Sunday, May 27, 2012

I Can't Snap

There I am, cast aside, tears rolling silently down my cheeks as I make a futile attempt to clog my ears with my furiously gnarled fists, doing anything to stop the flow of that damn noise. It sounds like someone is clicking their tongue, if I let my psyche distort enough. This is comforting sometimes, and there have been instances where I almost feel so comforted by the prospect that I almost start joining in, start clicking my tongue with my peers; just another one of the guys, doing one of those cool things we can all do.

Bullshit.

I can lie to myself all I want, but it always comes crashing down eventually. They aren't clapping. They aren't clicking their tongue. They aren't carrying a tape recorder and external amplifier on which they recorded the sounds of lots of people snapping. They're snapping.

I don't know how the hell they do it. I've watched it a hundred thousand million times, and the mystery is never any closer to being solved. I mirror their motions, I study their technique... I follow their each intricate twitch, I bring my fingers together, I push off just as gracefully as they do.

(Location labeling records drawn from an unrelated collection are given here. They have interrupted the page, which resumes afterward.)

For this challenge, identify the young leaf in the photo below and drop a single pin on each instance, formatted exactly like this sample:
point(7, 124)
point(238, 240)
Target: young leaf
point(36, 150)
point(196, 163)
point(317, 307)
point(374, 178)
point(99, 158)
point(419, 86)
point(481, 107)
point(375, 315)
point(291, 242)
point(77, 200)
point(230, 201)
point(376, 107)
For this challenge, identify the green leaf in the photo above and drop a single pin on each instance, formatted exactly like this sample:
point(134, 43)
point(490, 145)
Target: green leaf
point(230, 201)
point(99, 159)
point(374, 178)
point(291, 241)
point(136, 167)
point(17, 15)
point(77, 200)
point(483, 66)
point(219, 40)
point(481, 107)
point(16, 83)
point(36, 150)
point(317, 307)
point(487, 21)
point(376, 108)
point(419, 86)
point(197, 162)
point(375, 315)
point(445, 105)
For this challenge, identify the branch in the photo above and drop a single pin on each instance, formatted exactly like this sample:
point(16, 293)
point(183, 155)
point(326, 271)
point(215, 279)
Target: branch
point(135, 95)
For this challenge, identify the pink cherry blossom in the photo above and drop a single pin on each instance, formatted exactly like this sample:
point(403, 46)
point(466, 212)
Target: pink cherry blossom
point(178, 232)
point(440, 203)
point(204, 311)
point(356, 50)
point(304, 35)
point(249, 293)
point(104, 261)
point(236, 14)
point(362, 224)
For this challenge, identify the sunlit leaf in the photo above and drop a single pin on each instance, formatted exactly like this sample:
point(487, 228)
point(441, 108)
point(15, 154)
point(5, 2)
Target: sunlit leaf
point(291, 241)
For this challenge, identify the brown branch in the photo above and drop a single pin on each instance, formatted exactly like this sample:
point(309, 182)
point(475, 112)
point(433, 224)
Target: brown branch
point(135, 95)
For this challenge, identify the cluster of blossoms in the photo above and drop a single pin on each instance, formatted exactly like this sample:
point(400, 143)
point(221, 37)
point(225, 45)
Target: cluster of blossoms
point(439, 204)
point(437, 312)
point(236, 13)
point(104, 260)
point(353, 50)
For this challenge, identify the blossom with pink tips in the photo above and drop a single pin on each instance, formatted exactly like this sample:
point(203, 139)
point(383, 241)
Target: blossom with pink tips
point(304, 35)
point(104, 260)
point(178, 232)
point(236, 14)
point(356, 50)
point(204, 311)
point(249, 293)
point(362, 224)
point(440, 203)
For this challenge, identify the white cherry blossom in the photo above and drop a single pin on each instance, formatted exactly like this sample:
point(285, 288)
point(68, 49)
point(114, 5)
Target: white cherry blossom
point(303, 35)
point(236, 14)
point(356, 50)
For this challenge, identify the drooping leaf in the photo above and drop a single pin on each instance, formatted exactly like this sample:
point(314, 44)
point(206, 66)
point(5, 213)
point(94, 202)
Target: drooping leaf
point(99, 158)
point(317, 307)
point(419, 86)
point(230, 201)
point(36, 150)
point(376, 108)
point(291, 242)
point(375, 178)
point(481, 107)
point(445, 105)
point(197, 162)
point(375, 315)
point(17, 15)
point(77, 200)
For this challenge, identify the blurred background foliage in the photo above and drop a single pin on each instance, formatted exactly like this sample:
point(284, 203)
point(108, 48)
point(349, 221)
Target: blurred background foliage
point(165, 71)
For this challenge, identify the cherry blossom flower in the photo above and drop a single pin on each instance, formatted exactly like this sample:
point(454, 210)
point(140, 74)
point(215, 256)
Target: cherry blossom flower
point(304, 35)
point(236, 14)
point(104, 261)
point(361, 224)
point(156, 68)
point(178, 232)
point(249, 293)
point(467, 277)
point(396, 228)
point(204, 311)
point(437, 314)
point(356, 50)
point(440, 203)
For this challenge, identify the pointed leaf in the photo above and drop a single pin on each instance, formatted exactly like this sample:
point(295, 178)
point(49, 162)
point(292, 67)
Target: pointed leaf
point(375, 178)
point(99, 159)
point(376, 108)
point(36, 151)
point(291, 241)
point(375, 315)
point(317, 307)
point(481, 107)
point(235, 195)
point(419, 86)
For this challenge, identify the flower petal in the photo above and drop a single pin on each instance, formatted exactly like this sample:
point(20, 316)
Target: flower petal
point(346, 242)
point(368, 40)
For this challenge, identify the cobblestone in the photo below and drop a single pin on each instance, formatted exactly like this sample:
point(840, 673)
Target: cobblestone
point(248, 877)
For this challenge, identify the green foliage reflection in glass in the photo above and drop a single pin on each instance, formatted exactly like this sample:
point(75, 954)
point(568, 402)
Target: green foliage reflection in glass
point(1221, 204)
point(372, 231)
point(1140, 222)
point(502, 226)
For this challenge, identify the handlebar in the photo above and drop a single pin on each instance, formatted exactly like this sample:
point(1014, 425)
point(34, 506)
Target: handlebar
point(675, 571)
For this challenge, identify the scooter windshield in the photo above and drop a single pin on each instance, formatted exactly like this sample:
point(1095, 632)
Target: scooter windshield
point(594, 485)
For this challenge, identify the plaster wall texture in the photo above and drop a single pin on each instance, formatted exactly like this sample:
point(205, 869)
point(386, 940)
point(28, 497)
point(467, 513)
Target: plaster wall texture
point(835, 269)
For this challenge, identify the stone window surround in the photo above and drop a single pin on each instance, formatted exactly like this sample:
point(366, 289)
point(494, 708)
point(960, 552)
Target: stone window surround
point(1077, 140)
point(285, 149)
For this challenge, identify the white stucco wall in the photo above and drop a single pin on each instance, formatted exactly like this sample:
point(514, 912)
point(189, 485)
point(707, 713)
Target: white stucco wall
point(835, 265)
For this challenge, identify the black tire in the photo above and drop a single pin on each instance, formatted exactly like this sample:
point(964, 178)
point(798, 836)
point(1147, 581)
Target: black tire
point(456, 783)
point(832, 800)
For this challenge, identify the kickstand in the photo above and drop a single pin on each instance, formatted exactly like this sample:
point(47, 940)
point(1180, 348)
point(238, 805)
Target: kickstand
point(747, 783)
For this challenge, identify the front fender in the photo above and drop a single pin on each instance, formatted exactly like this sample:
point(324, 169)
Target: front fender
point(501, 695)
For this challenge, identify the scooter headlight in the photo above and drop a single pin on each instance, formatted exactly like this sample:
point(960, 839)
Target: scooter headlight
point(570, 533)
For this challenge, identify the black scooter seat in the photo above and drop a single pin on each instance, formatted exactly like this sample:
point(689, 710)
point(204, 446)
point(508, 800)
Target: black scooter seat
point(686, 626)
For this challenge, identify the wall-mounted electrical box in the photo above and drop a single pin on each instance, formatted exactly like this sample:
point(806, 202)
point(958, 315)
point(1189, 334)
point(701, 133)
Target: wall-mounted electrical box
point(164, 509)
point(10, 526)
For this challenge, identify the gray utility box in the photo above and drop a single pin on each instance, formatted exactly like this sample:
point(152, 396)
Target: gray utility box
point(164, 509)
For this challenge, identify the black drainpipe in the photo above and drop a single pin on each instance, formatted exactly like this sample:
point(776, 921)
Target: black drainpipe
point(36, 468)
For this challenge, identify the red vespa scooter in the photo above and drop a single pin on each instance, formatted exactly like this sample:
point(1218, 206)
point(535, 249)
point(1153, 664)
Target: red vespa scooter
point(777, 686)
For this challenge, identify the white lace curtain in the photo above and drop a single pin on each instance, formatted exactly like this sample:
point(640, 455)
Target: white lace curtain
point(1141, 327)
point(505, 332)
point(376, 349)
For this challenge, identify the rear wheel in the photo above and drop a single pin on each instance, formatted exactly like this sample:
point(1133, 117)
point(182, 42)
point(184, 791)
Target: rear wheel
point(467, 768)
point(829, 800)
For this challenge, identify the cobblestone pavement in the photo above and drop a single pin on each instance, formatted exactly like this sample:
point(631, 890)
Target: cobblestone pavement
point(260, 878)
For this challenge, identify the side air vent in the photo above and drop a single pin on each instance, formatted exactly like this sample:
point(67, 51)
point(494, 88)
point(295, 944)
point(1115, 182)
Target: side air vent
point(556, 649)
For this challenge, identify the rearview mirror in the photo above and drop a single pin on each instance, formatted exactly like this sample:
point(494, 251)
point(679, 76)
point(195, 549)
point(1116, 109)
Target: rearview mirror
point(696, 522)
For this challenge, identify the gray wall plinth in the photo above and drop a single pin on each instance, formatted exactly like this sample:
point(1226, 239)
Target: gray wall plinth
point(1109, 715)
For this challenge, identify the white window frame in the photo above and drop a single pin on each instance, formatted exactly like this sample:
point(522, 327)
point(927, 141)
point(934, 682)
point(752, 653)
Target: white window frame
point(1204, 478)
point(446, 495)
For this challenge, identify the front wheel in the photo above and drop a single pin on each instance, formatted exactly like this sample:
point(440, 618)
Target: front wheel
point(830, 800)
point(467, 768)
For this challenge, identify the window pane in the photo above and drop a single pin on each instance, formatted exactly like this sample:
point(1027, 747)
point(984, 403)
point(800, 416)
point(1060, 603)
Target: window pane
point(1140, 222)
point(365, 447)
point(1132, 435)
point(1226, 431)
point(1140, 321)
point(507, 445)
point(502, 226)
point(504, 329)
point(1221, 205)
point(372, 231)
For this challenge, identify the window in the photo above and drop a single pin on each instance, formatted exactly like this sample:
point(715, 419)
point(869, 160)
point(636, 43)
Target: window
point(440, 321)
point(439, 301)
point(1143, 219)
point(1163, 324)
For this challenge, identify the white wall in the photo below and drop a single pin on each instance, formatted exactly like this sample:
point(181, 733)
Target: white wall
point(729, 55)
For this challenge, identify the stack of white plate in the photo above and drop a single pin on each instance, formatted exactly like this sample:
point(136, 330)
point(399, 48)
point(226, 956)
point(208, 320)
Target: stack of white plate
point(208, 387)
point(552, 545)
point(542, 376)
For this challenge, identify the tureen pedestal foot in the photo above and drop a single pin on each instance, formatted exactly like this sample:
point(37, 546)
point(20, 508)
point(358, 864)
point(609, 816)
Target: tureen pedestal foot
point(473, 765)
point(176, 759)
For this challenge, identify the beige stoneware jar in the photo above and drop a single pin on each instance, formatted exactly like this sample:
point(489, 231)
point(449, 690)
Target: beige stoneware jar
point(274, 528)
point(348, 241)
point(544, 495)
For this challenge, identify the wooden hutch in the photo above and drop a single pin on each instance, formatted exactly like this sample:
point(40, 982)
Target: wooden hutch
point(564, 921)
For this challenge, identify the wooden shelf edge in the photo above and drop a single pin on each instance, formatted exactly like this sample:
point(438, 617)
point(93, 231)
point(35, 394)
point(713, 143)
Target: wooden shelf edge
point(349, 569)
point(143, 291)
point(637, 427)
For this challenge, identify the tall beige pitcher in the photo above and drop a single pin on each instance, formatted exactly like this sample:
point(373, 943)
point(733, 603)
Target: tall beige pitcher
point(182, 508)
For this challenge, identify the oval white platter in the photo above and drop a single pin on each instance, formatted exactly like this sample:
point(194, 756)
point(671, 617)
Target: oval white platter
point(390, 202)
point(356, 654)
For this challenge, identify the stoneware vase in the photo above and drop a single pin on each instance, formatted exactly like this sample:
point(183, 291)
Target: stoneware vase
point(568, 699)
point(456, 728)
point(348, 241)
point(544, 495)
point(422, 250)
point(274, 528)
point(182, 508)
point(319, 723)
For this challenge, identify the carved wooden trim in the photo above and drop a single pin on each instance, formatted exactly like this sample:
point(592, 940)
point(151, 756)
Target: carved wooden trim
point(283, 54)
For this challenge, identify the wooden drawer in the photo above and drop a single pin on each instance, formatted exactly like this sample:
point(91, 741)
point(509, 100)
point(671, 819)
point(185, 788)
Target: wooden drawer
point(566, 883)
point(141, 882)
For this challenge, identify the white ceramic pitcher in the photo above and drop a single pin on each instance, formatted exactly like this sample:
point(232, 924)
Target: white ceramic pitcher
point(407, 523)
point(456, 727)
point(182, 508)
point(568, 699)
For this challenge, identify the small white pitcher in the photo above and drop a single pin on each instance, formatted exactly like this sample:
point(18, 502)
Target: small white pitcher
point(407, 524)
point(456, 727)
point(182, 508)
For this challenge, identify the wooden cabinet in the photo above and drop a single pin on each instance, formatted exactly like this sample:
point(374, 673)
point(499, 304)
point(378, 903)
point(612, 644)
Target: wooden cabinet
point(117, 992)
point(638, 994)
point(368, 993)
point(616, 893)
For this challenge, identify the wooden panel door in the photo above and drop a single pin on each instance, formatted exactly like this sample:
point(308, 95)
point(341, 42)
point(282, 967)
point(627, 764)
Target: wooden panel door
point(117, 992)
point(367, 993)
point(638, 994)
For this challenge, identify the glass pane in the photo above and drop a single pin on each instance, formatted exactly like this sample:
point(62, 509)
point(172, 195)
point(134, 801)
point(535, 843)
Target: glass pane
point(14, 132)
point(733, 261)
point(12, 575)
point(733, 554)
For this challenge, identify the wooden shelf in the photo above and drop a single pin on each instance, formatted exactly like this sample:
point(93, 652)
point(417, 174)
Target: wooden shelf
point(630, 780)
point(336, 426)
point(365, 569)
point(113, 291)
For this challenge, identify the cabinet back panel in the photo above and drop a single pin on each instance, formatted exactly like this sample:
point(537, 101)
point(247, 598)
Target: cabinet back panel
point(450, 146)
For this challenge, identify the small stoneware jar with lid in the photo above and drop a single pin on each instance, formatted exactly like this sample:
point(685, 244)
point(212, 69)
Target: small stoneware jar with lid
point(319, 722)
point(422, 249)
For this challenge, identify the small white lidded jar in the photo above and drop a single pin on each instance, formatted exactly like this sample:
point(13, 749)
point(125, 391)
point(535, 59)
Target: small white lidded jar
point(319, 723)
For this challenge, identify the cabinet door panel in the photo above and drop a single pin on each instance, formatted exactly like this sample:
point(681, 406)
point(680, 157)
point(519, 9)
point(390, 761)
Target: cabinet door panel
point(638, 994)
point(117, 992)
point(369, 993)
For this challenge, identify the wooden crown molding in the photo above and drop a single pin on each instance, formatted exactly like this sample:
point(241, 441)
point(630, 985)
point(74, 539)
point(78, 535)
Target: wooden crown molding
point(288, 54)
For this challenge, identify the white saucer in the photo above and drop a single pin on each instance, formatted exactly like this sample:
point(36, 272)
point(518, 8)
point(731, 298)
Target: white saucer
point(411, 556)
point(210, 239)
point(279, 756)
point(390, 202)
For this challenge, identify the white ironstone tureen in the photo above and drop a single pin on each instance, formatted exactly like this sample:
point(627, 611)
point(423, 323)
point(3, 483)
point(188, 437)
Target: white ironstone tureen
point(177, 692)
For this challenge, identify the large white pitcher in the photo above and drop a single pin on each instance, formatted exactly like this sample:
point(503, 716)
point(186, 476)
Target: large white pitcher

Two distinct noises ricochet off each other in the air.

Snap.


Fftt.


That second sound is perhaps less universally recognized than the one preceding it. That is for good reason. That second sound belonged to the hand of someone who can't snap. That sound was the embarrassing tone induced by feeble, uncoordinated fingers sliding off each other and releasing no sound but the one created by the friction of their oily fingertips. That second sound belongs to me.

 I can't snap along to the music. I can't follow an extra good idea or point with a little extra oomph through a snap of my fingers. I can't emulate acapella numbers from West Side Story with all my friends. These are things I will never experience. This is the life of a boy who cannot snap.